8 Social Media Tips to Prep for 2015 Holiday Shopping Season
Marketers preparing for the upcoming holiday shopping season can use these strategies for social media to effectively increase sales, drive traffic, and spread brand awareness.
Marketers preparing for the upcoming holiday shopping season can use these strategies for social media to effectively increase sales, drive traffic, and spread brand awareness.
It’s never too early to build your strategy and start planning for the increased interest, activity, and sales online. As most people prepare for relaxing beach vacations and sunny park picnics, e-commerce brands spend summertime preparing for the online holiday shopping season that occurs in November and December.
Leveraging social media channels leading up to and during the holidays can help to boost awareness, drive traffic, and increase sales. Here are eight tips for preparing your site and social media networks.
Make it simple and easy for users to share products via well-placed and optimized social sharing buttons. That way, when users add products to a wish list, they can quickly share to social networks, and tag their friends or family members for gift ideas.
Amazon does an excellent job of incorporating social sharing into its wish list and shopping cart process.
Consumers are faced with innumerable product options online and nearly as many retailers selling those products. Product reviews and how you respond to them can help you stand out. Having reviews on your site lends credibility to your marketing messages and helps customers validate their purchase decisions. In fact, 88 percent of consumers trust online reviews as much as personal recommendations. But it’s not only having the reviews on the site – your approach in responding to them really has an impact purchase decisions. According to BazaarVoice, 71 percent of consumers change their perception of a brand after seeing how they respond to reviews.
ModCloth takes this approach on its reviews, responding to negative comments with a genuine and actionable message.
Last year, 45 percent of holiday traffic came from mobile devices. Not all of that traffic originated on social channels, but it’s important to consider how your social media content appears on mobile devices, especially when driving traffic back to your site from social channels. If a user clicks on a link to a product from the Facebook app, will that product page be optimized for mobile? Are you using the right messaging and imagery for mobile formats?
Consumers start researching gift purchases months in advance. To remain top of mind and bring these users back to your site when they are ready to buy, you should run retargeting campaigns on Facebook and Twitter. You can work with a display publisher to leverage their retargeting offering, or use the retargeting tags from Facebook and Twitter to create and manage your own campaigns.
Creating holiday-specific content is a great way to increase engagement and drive traffic from social channels. One way to do this is by creating gift guides. Focus the guides on particular audiences with categories like Gifts for Dad, Gifts for Kids, or Gifts for Sports Fans. Or concentrate on specific product attributes – for example, Gifts Under $20, Home Decor Gifts, or Golf Accessories Gifts.
ThinkGeek‘s curated Gift Guide by audience type is available all year, but is especially relevant during the holiday shopping season.
More so than any of the other major social media networks, Pinterest is about shopping. That makes it the perfect place for you to promote products during the holidays. Using the gift guides mentioned above, create boards for various gift or audience categories.
Adding Pin It buttons to product pages on your website allows users to easily pin items to their own boards. You can also implement Rich Pins, which will automatically add important information such as price, availability, and product description. Another benefit of Rich Pins is that they make your product eligible to be listed in Pinterest’s Gifts category feed; if a user pins a product and the price drops by $10, Pinterest sends that user an email.
Social media can help get the word out about your business and products, and any deals or promotions you are offering. But there are other reasons to use social media, too. Customers take to social to get answers and file complaints. You need to be active in social media to provide this customer support and turn browsers into buyers.
When planning resources required to manage social media, consider the increased questions and conversations that will occur during this time. This will ensure that your team can provide highly responsive and helpful customer support leading up to, during, and after the holiday season.
Customers don’t distinguish your Facebook posts from your email messages, your brick-and-mortar store, your website, or any other channels or environments.

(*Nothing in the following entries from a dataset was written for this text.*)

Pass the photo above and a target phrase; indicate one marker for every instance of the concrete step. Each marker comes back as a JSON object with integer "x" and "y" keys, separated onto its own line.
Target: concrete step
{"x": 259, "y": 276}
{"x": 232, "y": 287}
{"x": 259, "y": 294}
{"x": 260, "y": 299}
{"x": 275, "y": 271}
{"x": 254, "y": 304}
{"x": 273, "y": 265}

To them, it’s all one brand. But to you, it’s likely several different departments or teams – sometimes even in different offices. Regardless of the differing channels, tactics, and even locations, all marketing efforts need to align and integrate to create seamless experience for customers. Work from a holistic digital strategy to integrate social media into email campaigns, your website, and your offline retail environment.
The online holiday shopping season can be a stressful time for e-commerce brands, but getting started now by planning your social media approach will help to make November and December less taxing and more profitable for your brand.